Sterling weakened by nearly a percentage point against the US dollar and 1.2% against the euro last week. These losses came despite little Brexit activity and both the US dollar broadly selling-off on a dovish Federal Reserve and the euro facing softening Eurozone data. This week the Bank of England dominates sterling’s outlook as May continues to try and squeeze Brussel’s for a drop more to take back home. The central bank is undoubtedly going to keep interest rates on hold on Thursday, due to Brexit uncertainty continuing to dominate the outlook for the UK economy. Market participants are likely to look past the usual Brexit comments by Governor Mark Carney and instead focus on the bank’s outlook for growth and inflation this year. With both forecasts being based upon the current Brexit status quo, any sign of inflation remaining at target and the UK economy continuing on track will prompt a hawkish bias. The market still implies a 50/50 chance of the BoE hiking this year, but the shift in sentiment is likely to be rapid once uncertainty over the future of the UK economy clears.

EUR

The single currency fought off a technical recession in Italy, downwardly revised growth forecasts from Germany, and the seemingly never-ending string of negative surprises in data last week to post a 0.43% gain against the dollar. This week the Eurozone data calendar is filled to the brim yet again. Key data points such as German factory orders and the European Central Bank’s quarterly economic bulletin will be under severe scrutiny as the manufacturing sector in the European powerhouse continues to slow down and the Eurozone economy wobbles. In addition to this, attention will be back on Rome following last week’s growth data from Italy. After reaching a tentative agreement with the EU, the Italian coalition may need to increase spending yet again to deliver on the economic rebound promised in both parties elections campaigns.

USD

The greenback had a modest end to the week despite unexpectedly strong data released on Friday. The January change in nonfarm payrolls showed 304k jobs were added to the economy from the 165k expected, while the ISM Manufacturing Purchasing Manager Index surprised with a solid 56.6, beating the 54.0 reading forecast. These data points confirm Federal Reserve Chair Jerome Powell’s optimism on the shape of the economy, although the relatively biased stance of the Federal Reserve towards the dovish side keeps the dollar on hold from renewed strength. In contrast, US earnings are set for their first decline in 3-years as measured by Factset’s Wall Street consensus. Estimates point towards a 0.8% drop in earnings per share, evidencing the headwinds the US economy continues to face. US-China trade talks, meanwhile, are set to remain on a positive tone, with a meeting between presidents Trump and Xi probably taking place on the 27-28th oh this month, right before the tariffs truce is scheduled to end.

CAD

The loonie ranked the top of the G10 currency board last Friday against the US dollar, supported by optimistic prospects on an oil price recovery. Both OPEC production cuts and a reduction in Venezuelan oil supply are helping prompt exports of Canadian oil, building the case for further currency strength.
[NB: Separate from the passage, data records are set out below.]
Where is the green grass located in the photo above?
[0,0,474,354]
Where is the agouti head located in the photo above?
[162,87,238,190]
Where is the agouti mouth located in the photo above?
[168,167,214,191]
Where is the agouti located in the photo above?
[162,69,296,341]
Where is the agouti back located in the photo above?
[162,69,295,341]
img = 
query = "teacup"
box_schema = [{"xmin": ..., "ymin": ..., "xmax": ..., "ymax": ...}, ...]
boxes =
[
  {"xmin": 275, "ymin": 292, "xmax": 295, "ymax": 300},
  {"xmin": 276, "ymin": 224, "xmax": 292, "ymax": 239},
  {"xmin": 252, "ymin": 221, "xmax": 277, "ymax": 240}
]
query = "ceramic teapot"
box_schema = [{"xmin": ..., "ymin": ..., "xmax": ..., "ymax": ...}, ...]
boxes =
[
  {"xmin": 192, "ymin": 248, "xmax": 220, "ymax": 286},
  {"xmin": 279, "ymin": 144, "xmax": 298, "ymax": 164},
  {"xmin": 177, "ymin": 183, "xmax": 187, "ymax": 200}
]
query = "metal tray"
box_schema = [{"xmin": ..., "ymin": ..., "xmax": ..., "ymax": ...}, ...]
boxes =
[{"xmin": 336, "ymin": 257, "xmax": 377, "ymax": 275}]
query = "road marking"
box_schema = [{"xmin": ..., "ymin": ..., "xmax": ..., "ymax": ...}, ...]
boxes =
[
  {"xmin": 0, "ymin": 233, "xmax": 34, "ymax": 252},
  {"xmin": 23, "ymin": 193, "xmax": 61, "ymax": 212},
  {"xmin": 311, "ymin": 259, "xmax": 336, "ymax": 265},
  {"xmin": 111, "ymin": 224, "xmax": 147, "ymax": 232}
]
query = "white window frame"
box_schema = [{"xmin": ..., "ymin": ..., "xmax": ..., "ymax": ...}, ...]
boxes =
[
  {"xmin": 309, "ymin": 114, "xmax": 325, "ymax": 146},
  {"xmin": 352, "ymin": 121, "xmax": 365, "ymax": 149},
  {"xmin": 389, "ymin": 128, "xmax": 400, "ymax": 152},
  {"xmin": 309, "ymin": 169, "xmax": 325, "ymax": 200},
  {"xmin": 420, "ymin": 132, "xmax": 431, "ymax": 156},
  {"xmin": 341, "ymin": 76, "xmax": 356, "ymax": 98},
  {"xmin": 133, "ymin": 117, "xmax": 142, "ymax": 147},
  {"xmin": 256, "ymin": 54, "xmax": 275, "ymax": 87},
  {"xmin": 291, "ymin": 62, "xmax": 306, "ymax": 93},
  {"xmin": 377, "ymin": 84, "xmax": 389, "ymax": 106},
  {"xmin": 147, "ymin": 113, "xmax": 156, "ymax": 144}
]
Data from the wider economy, however, remains weak, after the second monthly GDP contraction in the last three months was announced last week. Based upon the recent data the Bank of Canada will likely be in a “wait and see” period, but jointly the Federal Reserve is also expected to remain on hold. This suggests the loonie’s price action will be dominated, yet again, by developments in the crude oil market. Today, the Bloomberg Nanos Confidence will be released at 15:00 GMT.